Once they become an IMS, DePaul, which has been a part of the Archdiocese of Philadelphia since 1966, will no longer be run directly by the Archdiocese, although they will still be affiliated.
“I do believe this will help us as a whole,” said Sister Cheryl Ann Hillig, principal of DePaul.
She said that in the Archdiocesan model, the pastor of the church oversees the school and makes the final decisions.
Within the IMS model, however, the principal will work with their IMS council to make educational decisions, manage fundraising efforts and strategize marketing initiatives.
“We’ll be responsible to our funders to produce results,” explained Hillig.
Steve Janczewski, vice president of DePaul, said that becoming a “mission school” is essential to sustaining DePaul for the future.
“It’s going to be a focused group that will support us and find us better funding,” said Janczewski. “It’s really going to create a network of inner-city schools.”
The long road to sustainability
Janczewski explained that tuition is “not enough” to sustain the school. As of this year, DePaul’s tuition is $5,600 a year, although the school gives $2,275 to each student as part of a “standard scholarship.”
“Each year, we have to find a way to raise half of our budget, and we’ve already been a merged school,” said Janczewski, recalling the 1986 merger of St.

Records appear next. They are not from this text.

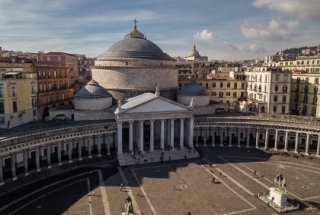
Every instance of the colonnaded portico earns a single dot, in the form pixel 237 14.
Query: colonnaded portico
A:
pixel 41 150
pixel 268 134
pixel 165 135
pixel 153 125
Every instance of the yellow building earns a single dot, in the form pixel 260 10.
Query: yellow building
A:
pixel 223 87
pixel 305 94
pixel 18 93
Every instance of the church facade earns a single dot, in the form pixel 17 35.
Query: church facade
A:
pixel 133 107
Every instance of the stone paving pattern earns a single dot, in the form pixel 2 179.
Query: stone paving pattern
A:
pixel 178 187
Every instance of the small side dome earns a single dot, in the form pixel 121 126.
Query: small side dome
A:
pixel 192 89
pixel 195 93
pixel 92 90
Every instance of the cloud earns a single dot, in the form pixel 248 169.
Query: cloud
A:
pixel 300 8
pixel 204 35
pixel 275 30
pixel 251 48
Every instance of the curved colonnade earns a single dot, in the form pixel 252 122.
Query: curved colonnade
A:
pixel 42 150
pixel 267 133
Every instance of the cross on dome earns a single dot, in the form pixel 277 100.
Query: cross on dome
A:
pixel 135 23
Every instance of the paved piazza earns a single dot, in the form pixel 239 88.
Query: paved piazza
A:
pixel 172 188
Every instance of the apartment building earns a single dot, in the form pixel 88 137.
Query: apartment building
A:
pixel 268 90
pixel 18 92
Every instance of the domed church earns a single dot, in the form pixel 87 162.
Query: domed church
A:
pixel 134 65
pixel 151 124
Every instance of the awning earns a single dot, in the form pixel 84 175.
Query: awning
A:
pixel 12 73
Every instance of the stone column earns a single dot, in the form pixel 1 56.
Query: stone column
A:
pixel 37 159
pixel 25 162
pixel 248 137
pixel 141 141
pixel 221 136
pixel 276 140
pixel 162 135
pixel 286 142
pixel 181 132
pixel 1 172
pixel 90 140
pixel 70 145
pixel 108 142
pixel 204 132
pixel 99 139
pixel 13 166
pixel 230 137
pixel 213 140
pixel 307 144
pixel 239 137
pixel 318 147
pixel 49 156
pixel 59 154
pixel 197 136
pixel 79 150
pixel 119 133
pixel 257 139
pixel 130 136
pixel 296 143
pixel 266 140
pixel 191 132
pixel 172 134
pixel 151 135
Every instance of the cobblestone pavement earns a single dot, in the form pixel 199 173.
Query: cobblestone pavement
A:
pixel 223 181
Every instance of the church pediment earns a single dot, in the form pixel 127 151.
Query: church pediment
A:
pixel 150 103
pixel 157 105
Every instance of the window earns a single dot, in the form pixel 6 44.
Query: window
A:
pixel 284 99
pixel 213 84
pixel 33 89
pixel 285 88
pixel 1 107
pixel 13 91
pixel 14 106
pixel 2 120
pixel 274 109
pixel 34 103
pixel 220 94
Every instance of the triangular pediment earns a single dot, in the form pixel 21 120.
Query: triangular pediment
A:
pixel 157 105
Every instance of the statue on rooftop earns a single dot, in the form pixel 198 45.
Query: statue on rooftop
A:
pixel 128 208
pixel 280 182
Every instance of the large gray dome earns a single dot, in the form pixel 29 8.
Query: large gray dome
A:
pixel 92 90
pixel 135 45
pixel 192 89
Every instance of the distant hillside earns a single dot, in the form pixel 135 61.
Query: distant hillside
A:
pixel 295 51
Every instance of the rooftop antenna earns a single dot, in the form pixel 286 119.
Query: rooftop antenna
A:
pixel 191 102
pixel 135 24
pixel 119 105
pixel 157 93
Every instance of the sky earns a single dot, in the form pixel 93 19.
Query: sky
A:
pixel 221 29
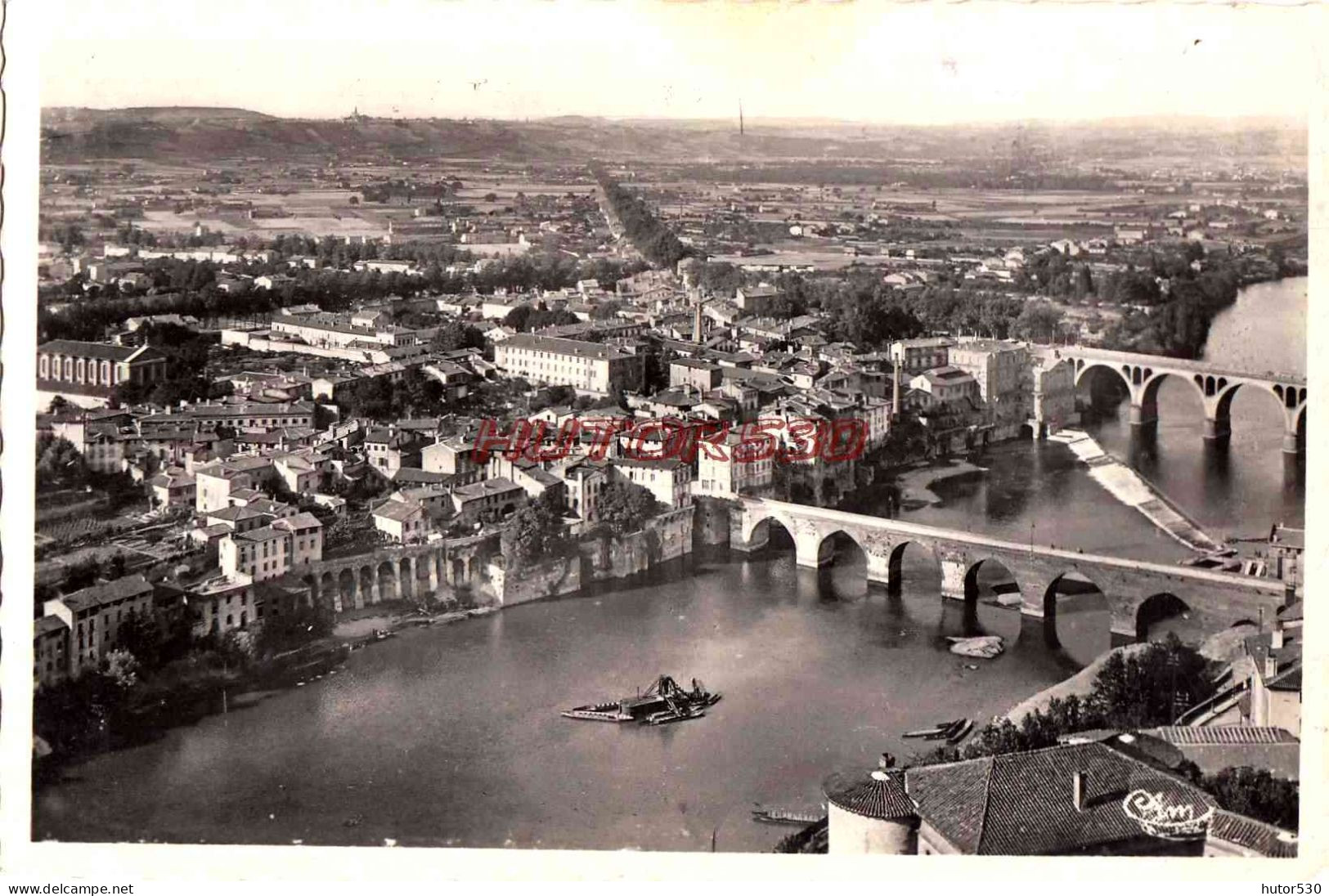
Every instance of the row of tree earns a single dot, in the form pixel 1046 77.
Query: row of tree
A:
pixel 652 238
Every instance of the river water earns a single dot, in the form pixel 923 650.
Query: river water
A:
pixel 451 737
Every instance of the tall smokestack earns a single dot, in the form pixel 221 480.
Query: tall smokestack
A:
pixel 895 388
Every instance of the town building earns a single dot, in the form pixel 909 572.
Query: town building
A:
pixel 586 365
pixel 400 522
pixel 49 650
pixel 1094 798
pixel 93 617
pixel 88 373
pixel 918 355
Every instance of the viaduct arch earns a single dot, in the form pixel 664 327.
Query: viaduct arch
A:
pixel 1134 590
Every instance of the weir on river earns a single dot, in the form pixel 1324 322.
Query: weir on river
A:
pixel 429 738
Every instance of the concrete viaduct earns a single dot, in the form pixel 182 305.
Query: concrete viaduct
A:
pixel 1137 592
pixel 397 572
pixel 1143 374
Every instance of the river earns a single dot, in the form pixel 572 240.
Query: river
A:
pixel 452 737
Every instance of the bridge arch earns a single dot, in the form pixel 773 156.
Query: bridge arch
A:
pixel 1154 380
pixel 833 543
pixel 406 579
pixel 346 588
pixel 1101 384
pixel 1086 630
pixel 1223 409
pixel 327 589
pixel 989 586
pixel 759 531
pixel 1154 609
pixel 1088 371
pixel 918 554
pixel 387 581
pixel 368 594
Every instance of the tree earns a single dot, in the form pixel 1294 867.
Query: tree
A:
pixel 60 464
pixel 1038 320
pixel 1142 690
pixel 453 334
pixel 1258 794
pixel 123 669
pixel 535 531
pixel 293 626
pixel 623 507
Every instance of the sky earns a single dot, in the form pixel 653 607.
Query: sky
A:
pixel 859 60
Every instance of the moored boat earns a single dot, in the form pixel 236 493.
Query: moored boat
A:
pixel 944 730
pixel 662 702
pixel 961 732
pixel 786 817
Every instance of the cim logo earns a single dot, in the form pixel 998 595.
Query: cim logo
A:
pixel 1165 821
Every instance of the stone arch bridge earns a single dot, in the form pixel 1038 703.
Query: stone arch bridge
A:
pixel 1144 374
pixel 1135 590
pixel 395 572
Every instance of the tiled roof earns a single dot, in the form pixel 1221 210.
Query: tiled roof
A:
pixel 1265 839
pixel 1222 734
pixel 108 594
pixel 1021 803
pixel 96 350
pixel 953 800
pixel 397 511
pixel 882 796
pixel 47 625
pixel 263 533
pixel 552 344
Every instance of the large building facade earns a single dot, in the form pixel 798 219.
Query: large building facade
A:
pixel 585 365
pixel 88 373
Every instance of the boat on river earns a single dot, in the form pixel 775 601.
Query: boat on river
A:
pixel 937 732
pixel 787 817
pixel 961 732
pixel 663 702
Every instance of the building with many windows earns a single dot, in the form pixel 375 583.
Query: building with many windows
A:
pixel 585 365
pixel 93 617
pixel 88 373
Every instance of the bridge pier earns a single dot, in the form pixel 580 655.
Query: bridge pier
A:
pixel 953 577
pixel 1293 437
pixel 751 541
pixel 807 551
pixel 1218 431
pixel 878 572
pixel 1144 416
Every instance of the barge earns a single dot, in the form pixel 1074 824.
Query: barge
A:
pixel 663 702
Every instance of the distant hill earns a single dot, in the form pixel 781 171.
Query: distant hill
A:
pixel 201 133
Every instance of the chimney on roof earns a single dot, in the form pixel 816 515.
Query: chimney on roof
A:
pixel 1080 790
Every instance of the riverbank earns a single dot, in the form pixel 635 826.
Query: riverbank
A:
pixel 1131 490
pixel 916 484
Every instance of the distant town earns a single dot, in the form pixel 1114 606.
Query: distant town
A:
pixel 282 409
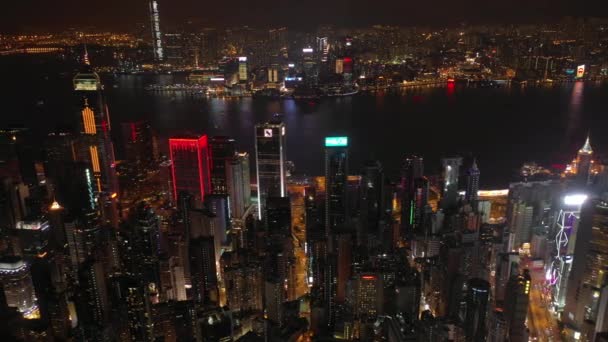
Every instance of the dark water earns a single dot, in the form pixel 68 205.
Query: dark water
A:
pixel 501 127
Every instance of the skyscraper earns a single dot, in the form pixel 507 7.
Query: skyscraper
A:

Francis of Assisi, St. Vincent de Paul and St. Madeline Sophie students into DePaul (which was then called St. Martin de Porres Interparochial School).
He explained that the merger enabled the school population to grow to 500, but that by 2003, enrollment dwindled drastically to 181.
“This year, we have 315 students,” said Janczewski, noting that about 80 percent of the school is non-Catholic. “We are faith-based, but not necessarily Catholic. We look to be a beacon in Germantown in spite of neighborhood challenges.”
‘The DePaul Promise’
To keep the school afloat last year, DePaul launched a 501(c)3 called “The DePaul Promise” which raises money for student scholarships and enabled the school to “operate financially independent from the Archdiocese.”
The “mission school” idea came on the heels of that fundraiser, and has given the school a new hope for sustainability, even as neighboring parishes St. Francis of Assisi, St. Vincent de Paul and Immaculate Conception merged this July.
“We were not affected by the parish merger,” said Janczewski, who noted that the merger speaks to the need to “keep being creative” to stay open.
“Mission schools” are a component of a major overhaul in the Archdiocese, which recently announced that an agreement had been reached to “create an independently managed Catholic school system” with their partner, the Faith and the Future Foundation (FFF).
In addition to preliminary monitoring of about eight soon-to-be mission schools like DePaul, the FFF will begin “strategic and operational management” of 17 Archdiocesan high schools and four Archdiocesan special-education schools as of September. The effort includes fundraising, enrollment management and marketing.
Although “mission schools” are still in their preliminary stages, Hillig is enthusiastic for the takeover to begin.
“We should be an official mission school by the end of the school year,” said Hillig.